In some embodiments, the second gap is sized smaller than the third gap.

In some embodiments, the manifold is disposed between portions of the lower member and the upper member.

In some embodiments, the upper member and the lower member are connected by a screw.

In some embodiments, an adjustable spray nozzle comprises a lower member and an upper member rotatably coupled to the lower member to vary a size of an arc opening for water to exit the nozzle. The lower member and the upper member define a path for the water to flow from a passage within the lower member, through an orifice, and then to an exit of the nozzle. The exit comprises opposing surfaces of the upper member and the lower member. The upper member comprises one or more ramps having a convex surface.

In some embodiments, the convex surface is a curved surface.

In some embodiments, the convex surface comprises at least one arc.

In some embodiments, the convex surface comprises at least one line segment.

In some embodiments, the convex surface comprises three line segments.

In some embodiments, the three line segments are configured as a head water ramp, a mid-level ramp, and a radial ramp, respectively.

In some embodiments, at least two of the three line segments have different lengths.

In some embodiments, the convex surface comprises at least one line segment and at least one arc.

In some embodiments, the convex surface extends in a radial direction away from a central axis of the nozzle.

In some embodiments, at least a portion of the convex surface extends parallel to a direction of the water exiting the nozzle.

In some embodiments, the exit is configured to create a fan-shape for the water exiting the nozzle.

In some embodiments, the upper member follows a helical path about a central axis of the nozzle when rotated relative to the lower member.

In some embodiments, the upper member and the lower member are connected by a screw.

In some embodiments, the lower member includes a central sleeve through which the screw is threaded.

In some embodiments, the lower member has a threaded segment configured to screw to a riser.

In some embodiments, the upper member and the lower member have generally cylindrical shapes.

In some embodiments, an adjustable spray nozzle comprises a lower member having an inlet, an upper member rotatably coupled to the lower member to vary a size of an arc opening for water to exit the nozzle. The upper member comprises one or more ramps having a convex surface. A flow path is defined by the lower member and the upper member for the water to flow from the inlet to the arc opening. The nozzle further comprises an orifice disposed along the flow path and downstream from the inlet and an exit disposed downstream of the orifice and comprising the one or more ramps.

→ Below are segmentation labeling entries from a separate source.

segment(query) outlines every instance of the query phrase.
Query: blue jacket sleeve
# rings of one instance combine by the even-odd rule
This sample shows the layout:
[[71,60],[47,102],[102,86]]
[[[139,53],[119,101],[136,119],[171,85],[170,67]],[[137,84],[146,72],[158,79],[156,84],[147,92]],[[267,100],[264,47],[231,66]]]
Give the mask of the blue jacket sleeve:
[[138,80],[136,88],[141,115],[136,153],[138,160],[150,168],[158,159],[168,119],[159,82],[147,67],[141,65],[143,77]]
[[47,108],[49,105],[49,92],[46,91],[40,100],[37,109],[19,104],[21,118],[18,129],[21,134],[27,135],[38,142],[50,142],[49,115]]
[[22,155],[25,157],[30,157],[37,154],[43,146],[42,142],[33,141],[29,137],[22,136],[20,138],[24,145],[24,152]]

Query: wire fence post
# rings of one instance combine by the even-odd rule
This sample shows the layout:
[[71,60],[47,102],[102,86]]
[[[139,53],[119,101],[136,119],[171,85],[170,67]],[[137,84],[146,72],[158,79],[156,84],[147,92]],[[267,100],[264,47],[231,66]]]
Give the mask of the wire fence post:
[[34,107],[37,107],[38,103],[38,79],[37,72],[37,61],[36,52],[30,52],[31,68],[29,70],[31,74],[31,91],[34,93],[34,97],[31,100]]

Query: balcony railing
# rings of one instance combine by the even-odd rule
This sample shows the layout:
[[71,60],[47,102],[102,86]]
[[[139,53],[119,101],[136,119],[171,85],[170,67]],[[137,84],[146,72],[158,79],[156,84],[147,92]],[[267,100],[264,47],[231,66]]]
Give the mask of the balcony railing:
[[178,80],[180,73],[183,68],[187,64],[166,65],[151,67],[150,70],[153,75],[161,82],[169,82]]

In some embodiments, the convex surface is a curved surface.

In some embodiments, the convex surface comprises at least one arc.

In some embodiments, the convex surface comprises at least one line segment.

In some embodiments, the convex surface comprises three line segments.

In some embodiments, the three line segments are configured as a head water ramp, a mid-level ramp, and a radial ramp, respectively.

In some embodiments, at least two of the three line segments have different lengths.

In some embodiments, the convex surface comprises at least one line segment and at least one arc.

In some embodiments, the convex surface extends in a radial direction away from a central axis of the nozzle.

In some embodiments, at least a portion of the convex surface extends parallel to a direction of the water exiting the nozzle.